Vicki’s Home got $3,000 from the City of Cleveland that Thomas says will go toward buying materials and sewing machines so the roughly 15 girls in her program can repurpose donated clothing for people in the community who might need it.
“You can help people that don’t have the things that you have,” said Williams.
Even though Vicki's Home works in East Cleveland, the City of Cleveland tells News 5, "Cleveland Neighborhood Connections provided additional funding (outside of the Circular Cleveland funds) to support projects in East Cleveland, which is also part of their service area."
Clean Garbage Recycling
Across town in Tremont, Clean Garbage Recycling got about $2,700 to expand its paper and aluminum recycling program that News 5 first reported on in December 2020.

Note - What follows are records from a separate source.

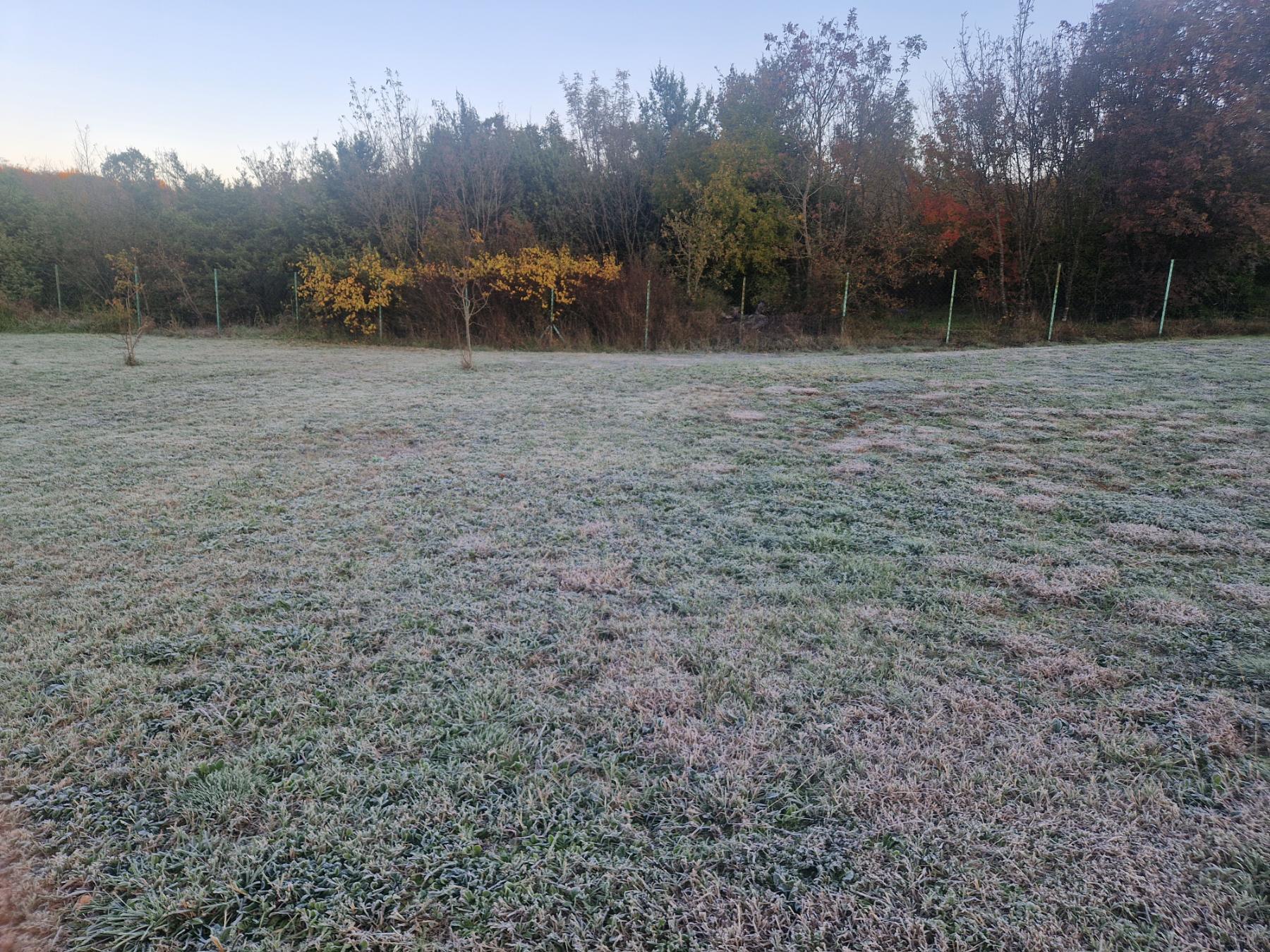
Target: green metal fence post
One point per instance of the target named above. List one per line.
(1168, 286)
(846, 286)
(1054, 303)
(648, 298)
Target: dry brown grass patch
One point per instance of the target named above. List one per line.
(1247, 593)
(1036, 503)
(1166, 611)
(596, 579)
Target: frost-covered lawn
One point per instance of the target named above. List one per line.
(329, 647)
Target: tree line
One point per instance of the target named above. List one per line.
(1111, 146)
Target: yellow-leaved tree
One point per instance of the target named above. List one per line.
(351, 290)
(552, 277)
(470, 281)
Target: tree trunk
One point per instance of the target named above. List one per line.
(1001, 268)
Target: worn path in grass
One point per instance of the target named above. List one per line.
(346, 647)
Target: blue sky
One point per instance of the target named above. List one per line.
(217, 80)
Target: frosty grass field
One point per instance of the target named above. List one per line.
(343, 647)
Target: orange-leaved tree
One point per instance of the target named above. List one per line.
(351, 290)
(552, 279)
(470, 281)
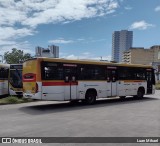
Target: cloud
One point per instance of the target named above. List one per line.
(86, 56)
(20, 18)
(14, 33)
(25, 46)
(141, 25)
(157, 8)
(32, 13)
(61, 41)
(128, 8)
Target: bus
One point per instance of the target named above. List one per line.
(73, 80)
(15, 80)
(4, 70)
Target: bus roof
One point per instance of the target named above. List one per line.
(96, 62)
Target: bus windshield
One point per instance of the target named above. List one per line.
(16, 78)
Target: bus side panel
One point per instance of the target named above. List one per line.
(53, 91)
(102, 88)
(30, 86)
(127, 88)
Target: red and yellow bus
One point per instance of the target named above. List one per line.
(73, 80)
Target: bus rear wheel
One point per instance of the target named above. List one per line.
(140, 93)
(90, 97)
(122, 97)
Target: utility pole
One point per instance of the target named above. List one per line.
(1, 58)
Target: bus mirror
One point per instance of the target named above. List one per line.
(66, 79)
(73, 79)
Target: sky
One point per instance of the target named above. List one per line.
(81, 28)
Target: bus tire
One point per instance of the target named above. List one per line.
(90, 97)
(122, 97)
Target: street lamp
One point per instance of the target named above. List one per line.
(1, 58)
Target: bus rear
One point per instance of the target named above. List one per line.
(31, 79)
(15, 80)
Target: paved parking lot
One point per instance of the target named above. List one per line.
(107, 118)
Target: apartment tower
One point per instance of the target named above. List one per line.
(121, 41)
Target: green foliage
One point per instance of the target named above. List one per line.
(16, 56)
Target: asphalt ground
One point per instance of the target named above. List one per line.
(107, 118)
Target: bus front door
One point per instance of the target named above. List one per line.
(111, 79)
(70, 88)
(149, 81)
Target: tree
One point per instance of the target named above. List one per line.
(16, 56)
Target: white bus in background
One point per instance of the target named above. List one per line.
(74, 80)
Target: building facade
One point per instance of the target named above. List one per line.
(141, 55)
(121, 41)
(51, 52)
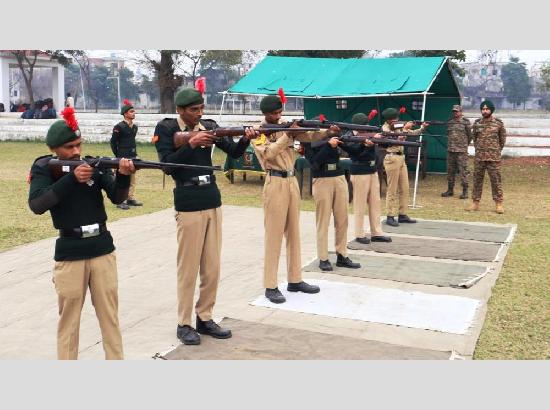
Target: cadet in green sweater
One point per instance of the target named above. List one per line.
(197, 201)
(84, 252)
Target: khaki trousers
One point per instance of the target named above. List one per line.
(199, 251)
(281, 197)
(398, 183)
(366, 190)
(132, 189)
(331, 196)
(72, 279)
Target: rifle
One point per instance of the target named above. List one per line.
(182, 138)
(390, 140)
(60, 167)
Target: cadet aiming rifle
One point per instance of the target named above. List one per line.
(60, 167)
(182, 138)
(390, 140)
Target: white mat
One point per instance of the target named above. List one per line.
(443, 313)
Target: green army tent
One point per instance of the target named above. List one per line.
(339, 88)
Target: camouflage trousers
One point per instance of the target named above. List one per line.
(457, 161)
(493, 169)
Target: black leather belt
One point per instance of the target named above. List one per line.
(198, 180)
(86, 231)
(282, 174)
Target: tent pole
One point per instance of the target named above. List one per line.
(418, 158)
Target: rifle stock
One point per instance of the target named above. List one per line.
(60, 167)
(182, 138)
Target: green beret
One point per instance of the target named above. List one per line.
(360, 119)
(270, 103)
(188, 96)
(489, 105)
(59, 133)
(390, 114)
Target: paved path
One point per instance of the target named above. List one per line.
(146, 249)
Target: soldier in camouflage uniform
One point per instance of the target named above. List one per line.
(489, 137)
(459, 136)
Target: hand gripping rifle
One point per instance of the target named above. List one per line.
(60, 167)
(182, 138)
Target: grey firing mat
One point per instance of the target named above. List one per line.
(455, 230)
(436, 248)
(457, 275)
(266, 342)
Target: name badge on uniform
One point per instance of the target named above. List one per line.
(90, 230)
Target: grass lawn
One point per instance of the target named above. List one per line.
(518, 319)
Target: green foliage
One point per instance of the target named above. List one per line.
(318, 53)
(515, 81)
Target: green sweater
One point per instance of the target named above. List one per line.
(73, 204)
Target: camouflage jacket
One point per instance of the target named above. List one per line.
(459, 135)
(489, 138)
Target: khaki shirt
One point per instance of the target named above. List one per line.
(399, 148)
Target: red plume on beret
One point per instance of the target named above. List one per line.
(373, 113)
(282, 95)
(70, 119)
(200, 84)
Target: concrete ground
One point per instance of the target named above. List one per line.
(146, 249)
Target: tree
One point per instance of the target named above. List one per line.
(26, 60)
(515, 81)
(454, 56)
(318, 53)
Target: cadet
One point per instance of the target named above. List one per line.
(123, 144)
(396, 171)
(281, 200)
(330, 192)
(489, 137)
(366, 186)
(459, 136)
(84, 252)
(197, 201)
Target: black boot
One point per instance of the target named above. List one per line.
(405, 219)
(345, 262)
(211, 328)
(450, 190)
(188, 335)
(302, 287)
(325, 265)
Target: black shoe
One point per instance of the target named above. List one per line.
(275, 295)
(302, 287)
(345, 262)
(211, 328)
(188, 335)
(390, 220)
(406, 219)
(380, 238)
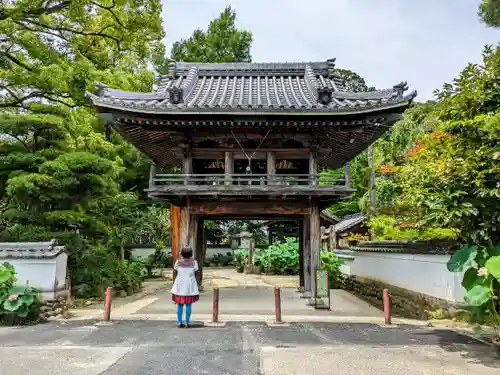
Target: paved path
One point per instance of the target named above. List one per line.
(148, 347)
(260, 301)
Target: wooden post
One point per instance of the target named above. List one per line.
(313, 168)
(315, 244)
(348, 174)
(228, 167)
(271, 168)
(386, 296)
(152, 174)
(175, 229)
(277, 305)
(215, 306)
(332, 243)
(107, 305)
(251, 248)
(301, 255)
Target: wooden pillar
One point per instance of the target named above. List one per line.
(315, 243)
(175, 229)
(301, 255)
(347, 175)
(184, 228)
(313, 168)
(200, 247)
(271, 167)
(371, 185)
(188, 165)
(307, 256)
(228, 167)
(152, 174)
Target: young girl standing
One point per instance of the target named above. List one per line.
(185, 289)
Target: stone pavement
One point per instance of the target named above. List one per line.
(245, 298)
(151, 347)
(260, 301)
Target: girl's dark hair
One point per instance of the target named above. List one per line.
(186, 252)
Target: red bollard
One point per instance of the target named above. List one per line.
(277, 304)
(387, 306)
(215, 308)
(107, 305)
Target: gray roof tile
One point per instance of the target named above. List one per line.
(251, 87)
(36, 250)
(349, 222)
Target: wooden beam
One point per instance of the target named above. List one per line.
(251, 208)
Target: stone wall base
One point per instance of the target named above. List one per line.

“That was what I put in for, was to be a scrap collector,” said Clean Garbage Recycling Co-Founder Deb Smith.
Her grant paid for a trailer that sits in her driveway when she isn’t using it to collect scrap metal around Tremont. She then takes the scrap and aluminum collected through neighborhood drop off bins to processors herself.
“You know, a lot of times, if [scrap metal] will fit in the [garbage] can, people will put it in their can, and yet it’s metal, it’s got zinc, brass or copper, and aluminum,” said Smith. “All of those things are things that are easily recyclable.”
If you want to join the Clean Garbage Recycling Co-Op, you can email Smith at cleangarbagerecycling@gmail.com.
If you want more information about what is recyclable and where you can bring items that are too large for the curb, go to cuyahogarecycles.org.
Clean Garbage Recycling started collecting aluminum and steel in August 2020 and scrap metal in June 2021. Smith says it's collected:
- 2120 lbs of aluminum cans
- 2903 lbs of scrap steel/sheet iron
- 17 lbs of aluminum foil
- 14 lbs copper
- 8 lbs brass
- 28 lbs in motors
- 12 lbs in capacitors
- 3 A/C units
The problem
The City of Cleveland hasn’t recycled the materials put into the city’s blue curbside recycling bins since April 2020, when the city couldn’t agree to a recycling contract that it would accept. The bid it received was too high because the contamination in the city’s recycling stream was so high that it became much more expensive to process.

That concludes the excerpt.